Paul Sanford is a Senior Software Engineer in Seattle with 14 years of experience building robust systems from hardware up, currently contributing at Snowflake after a multi-year tenure at Sisu. He specializes in Rust, Python, and C#, while also bringing practical expertise in C, Go, and JavaScript, and a knack for quickly synthesizing information to solve complex problems. Paul has a track record of improving code correctness and maintainability in open-source projects—from low-level Rust ncurses bindings to cross-platform .NET terminal UI components—demonstrating attention to detail across both backend and UI layers. His background spans hands-on development, technical leadership, and product-facing roles, reflecting an ability to move between shipping features, triaging production issues, and mentoring teams. Notably, he blends low-level systems insight with pragmatic engineering fixes, such as updating deprecated Rust APIs and resolving subtle UI rendering and event-handling bugs.

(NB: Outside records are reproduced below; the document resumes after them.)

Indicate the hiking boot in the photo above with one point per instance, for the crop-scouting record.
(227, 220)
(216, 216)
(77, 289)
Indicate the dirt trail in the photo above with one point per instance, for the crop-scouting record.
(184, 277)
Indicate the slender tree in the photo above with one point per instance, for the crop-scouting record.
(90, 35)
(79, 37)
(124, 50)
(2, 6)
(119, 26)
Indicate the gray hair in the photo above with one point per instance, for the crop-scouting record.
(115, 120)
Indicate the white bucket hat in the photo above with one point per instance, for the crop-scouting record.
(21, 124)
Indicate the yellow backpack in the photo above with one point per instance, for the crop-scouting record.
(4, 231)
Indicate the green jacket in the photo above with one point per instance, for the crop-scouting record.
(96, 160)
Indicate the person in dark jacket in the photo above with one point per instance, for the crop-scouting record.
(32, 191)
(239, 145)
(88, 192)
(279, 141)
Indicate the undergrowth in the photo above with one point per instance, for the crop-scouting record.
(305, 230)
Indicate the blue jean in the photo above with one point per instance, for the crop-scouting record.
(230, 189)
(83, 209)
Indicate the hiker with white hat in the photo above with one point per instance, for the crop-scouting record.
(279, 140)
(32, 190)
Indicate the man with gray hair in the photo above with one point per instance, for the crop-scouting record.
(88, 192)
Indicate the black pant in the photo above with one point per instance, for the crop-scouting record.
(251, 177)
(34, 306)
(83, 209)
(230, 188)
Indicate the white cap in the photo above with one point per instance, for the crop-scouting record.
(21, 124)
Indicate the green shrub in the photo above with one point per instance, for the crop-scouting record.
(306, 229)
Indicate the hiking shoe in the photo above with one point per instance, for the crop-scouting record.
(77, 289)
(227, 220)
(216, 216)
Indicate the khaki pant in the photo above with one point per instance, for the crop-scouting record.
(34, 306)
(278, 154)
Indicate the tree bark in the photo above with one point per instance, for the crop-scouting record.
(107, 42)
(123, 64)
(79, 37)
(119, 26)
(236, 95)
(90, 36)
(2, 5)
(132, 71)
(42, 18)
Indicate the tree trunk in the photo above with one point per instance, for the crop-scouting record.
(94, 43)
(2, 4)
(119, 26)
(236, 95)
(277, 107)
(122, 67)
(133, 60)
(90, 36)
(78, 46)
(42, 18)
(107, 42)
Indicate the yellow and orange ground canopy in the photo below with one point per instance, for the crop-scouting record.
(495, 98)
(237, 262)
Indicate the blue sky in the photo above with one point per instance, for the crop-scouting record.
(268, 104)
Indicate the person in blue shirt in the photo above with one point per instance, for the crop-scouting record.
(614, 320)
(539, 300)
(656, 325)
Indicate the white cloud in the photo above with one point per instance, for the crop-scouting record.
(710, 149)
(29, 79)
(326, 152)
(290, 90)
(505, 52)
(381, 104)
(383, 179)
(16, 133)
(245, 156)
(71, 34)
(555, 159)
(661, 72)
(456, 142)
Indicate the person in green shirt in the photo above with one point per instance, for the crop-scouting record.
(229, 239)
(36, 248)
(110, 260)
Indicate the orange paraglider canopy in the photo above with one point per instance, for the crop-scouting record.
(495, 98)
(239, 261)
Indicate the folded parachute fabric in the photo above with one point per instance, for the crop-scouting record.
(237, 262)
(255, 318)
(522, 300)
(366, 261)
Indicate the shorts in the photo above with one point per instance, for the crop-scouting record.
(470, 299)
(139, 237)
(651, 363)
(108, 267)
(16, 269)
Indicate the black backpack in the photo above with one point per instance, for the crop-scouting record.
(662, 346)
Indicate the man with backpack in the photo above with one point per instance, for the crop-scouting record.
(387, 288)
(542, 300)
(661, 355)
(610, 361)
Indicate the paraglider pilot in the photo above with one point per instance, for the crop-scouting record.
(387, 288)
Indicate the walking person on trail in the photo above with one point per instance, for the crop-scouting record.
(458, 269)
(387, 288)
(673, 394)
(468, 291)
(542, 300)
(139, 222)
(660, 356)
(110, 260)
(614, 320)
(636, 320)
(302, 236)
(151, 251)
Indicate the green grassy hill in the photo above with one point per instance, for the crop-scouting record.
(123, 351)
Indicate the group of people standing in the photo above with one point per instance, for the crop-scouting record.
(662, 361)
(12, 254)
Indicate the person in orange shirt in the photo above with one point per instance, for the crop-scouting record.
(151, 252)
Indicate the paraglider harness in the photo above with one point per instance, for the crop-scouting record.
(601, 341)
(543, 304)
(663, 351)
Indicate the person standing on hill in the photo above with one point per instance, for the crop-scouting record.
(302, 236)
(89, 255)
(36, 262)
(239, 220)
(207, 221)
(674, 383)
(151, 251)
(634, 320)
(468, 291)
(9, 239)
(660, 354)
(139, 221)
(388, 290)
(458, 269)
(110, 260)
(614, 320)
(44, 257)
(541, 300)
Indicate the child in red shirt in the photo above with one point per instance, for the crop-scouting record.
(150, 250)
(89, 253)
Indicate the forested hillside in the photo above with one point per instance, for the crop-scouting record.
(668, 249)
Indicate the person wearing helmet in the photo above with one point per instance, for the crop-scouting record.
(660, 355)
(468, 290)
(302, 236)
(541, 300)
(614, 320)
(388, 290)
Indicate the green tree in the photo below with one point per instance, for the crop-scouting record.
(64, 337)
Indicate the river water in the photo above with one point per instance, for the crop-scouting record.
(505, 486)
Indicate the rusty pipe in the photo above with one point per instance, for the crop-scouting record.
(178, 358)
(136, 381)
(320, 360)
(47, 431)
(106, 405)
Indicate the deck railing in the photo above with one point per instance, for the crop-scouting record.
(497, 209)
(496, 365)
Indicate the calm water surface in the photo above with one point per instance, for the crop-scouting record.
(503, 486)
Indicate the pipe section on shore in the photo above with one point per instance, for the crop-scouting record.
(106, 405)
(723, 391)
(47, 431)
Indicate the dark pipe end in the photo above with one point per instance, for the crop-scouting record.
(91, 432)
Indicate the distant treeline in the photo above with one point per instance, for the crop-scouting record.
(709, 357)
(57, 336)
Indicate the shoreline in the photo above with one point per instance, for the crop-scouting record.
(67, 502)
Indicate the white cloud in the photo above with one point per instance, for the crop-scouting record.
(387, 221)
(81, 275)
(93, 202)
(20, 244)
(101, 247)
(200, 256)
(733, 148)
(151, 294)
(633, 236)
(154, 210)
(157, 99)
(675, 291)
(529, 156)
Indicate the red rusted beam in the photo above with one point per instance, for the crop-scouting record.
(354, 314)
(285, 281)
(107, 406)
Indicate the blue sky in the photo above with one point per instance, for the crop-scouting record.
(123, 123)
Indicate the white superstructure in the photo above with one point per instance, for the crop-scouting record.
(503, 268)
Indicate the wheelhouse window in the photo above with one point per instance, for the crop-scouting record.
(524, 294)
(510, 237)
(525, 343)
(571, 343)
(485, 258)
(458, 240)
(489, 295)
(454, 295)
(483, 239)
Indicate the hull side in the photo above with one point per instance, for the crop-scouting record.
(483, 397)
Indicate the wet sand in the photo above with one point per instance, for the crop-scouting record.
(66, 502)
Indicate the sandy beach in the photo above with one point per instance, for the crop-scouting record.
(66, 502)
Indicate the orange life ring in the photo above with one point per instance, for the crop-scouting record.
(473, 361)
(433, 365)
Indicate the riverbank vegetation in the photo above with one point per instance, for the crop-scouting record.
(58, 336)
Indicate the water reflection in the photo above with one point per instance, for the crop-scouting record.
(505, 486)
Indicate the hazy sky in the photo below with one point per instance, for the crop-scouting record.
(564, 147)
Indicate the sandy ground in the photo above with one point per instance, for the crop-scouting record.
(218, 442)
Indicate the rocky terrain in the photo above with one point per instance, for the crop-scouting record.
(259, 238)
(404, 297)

14 years of coding experience
15 years of employment as a software developer
BSc, Computer Science, BSc, Computer Science at University of North Florida
Contributions:5 commits, 3 PRs, 3 comments in 22 days
Contributions summary:Paul contributed to bug fixes and improvements within the Terminal.Gui project. Their work focused on addressing issues in UI components such as `ListView` and `RadioGroup`, specifically resolving rendering problems and ensuring correct event handling. They also made modifications to the `Menu` class, addressing potential null reference exceptions. The user's commits touched both UI logic and component behavior, showing a focus on enhancing the project's functionality and stability.
Contributions summary:Paul primarily focused on improving the codebase's quality and maintainability. They addressed warnings related to coding style by correcting the casing of constants. They also updated deprecated functions and macro usages to align with Rust's evolving language features. These changes suggest a focus on code correctness and ensuring the project remains up-to-date with the latest Rust version.